Beam Loading Example

1. Beam Loading Example • To determine the reaction forces acting at each support, we must determine the moments (represented as torques). • Static Equilibrium: We can use this fact to find the conditions for "static equilibrium": the condition an object is in when there are forces acting on it, but it is not moving. • The conditions for static equilibrium are easy to state: the sum of the (vector) forces must equal zero, and the sum of the torques must equal zero: • Σ F = 0 and Σ τ = 0. • In this example, because the beam is in static equilibrium, the sum of the sum of the forces in the y-direction is zero and the sum of the moment torques about one end must also equal zero.

2. Forces Acting Upon the Beam • The first step is to identify the forces acting upon the beam • In this example, you have the downward force of the block (C) the downward force of the beam (D), and the two reaction forces of the supports (A and B) • In this example, the beam weighs 500 pounds and the block weighs 750 pounds.

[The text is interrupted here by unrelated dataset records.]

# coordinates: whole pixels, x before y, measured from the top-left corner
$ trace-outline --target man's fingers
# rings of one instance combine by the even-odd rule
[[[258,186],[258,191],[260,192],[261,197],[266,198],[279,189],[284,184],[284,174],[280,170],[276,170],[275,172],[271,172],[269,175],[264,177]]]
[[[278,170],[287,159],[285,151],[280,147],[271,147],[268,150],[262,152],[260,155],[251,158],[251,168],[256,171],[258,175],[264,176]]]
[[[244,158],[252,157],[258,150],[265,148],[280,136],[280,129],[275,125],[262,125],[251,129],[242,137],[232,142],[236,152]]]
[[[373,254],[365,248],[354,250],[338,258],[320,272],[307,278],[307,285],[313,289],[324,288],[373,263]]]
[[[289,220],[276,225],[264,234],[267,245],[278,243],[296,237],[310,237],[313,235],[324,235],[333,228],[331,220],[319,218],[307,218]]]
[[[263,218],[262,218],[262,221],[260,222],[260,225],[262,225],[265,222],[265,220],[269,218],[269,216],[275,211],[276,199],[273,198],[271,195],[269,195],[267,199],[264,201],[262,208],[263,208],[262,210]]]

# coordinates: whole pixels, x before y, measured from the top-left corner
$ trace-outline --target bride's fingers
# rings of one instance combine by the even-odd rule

3. Forces Acting Upon the Beam • Because the system is in static equilibrium, the upward and downward forces must sum to be 0 • Therefore, -A + -B + C + D = 0 • We’ll use indicate downward forces as “+” and upward as “-” • Therefore, -A + -B + 500 lbs + 750 lbs = 0 • We need to determine the reaction forces at A and B, but we have two unknowns and the block is not at the center of the beam

4. Using Moments (Torques) • Because the system is in static equilibrium, the sum of the moment torques must also sum to be 0 • Sum of the clockwise torques + sum of counterclockwise torques = 0 • Working from the A support, we have the following torques: • A clockwise torque at C • A clockwise torque at D • A counterclockwise torque at B

5. Using Moments (Torques) • To calculate the moments, we need to know the distances • (A moment is force X distance) • Working from the A support, we have the following moments: • SMA = 0 • 0 = MC + MD + MB • A , there is no moment at A since it is our analysispoint • C = (2 ft X 750 lbs) = +1,500 ft-lbs • D = (5 ft X 500 lbs) = +2,500 ft-lbs • B = - (10 ft X ?? Lbs)

6. Using Moments (Torques) • Replacing the moments in the equation: • SMA = 0 • 0 = MC + MD + MB 0 = (1,500 ft-lbs)+(2,500 ft-lbs)-(10 ft)(??lbs) • Remember, the moment at B is negative because it is counterclockwise. • Using algebra, we get: (1,500 ft-lbs)+(2,500 ft-lbs)=(10 ft)(??lbs) • We can solve for the force at B ( 4,000 ft-lbs / 10 ft) = 400 lbs • So, the reaction force at B is 400 lbs

7. Beam Forces • Going back to the static equilibrium formula for forces, we can now take care of one of the two unknowns we had in the formula: -A + -B + 500 lbs + 750 lbs = 0 -A + -400 lbs + 750 lbs + 500 lbs = 0 Using algebra, we can determine the reaction force at A -A = 400 lbs + -750 lbs + -500 lbs A = 850 lbs

8. Final Diagram • If the structural supports at A and B had a breaking strength of 900 pounds, what conclusions would you reach? • If the design criteria called for a safety factor of 4 for the supports, what conclusions would you reach? • Assuming the forces generated at A are worst case possible, to meet the safety factor of 4, what would the minimum breaking strength have to be for the supports?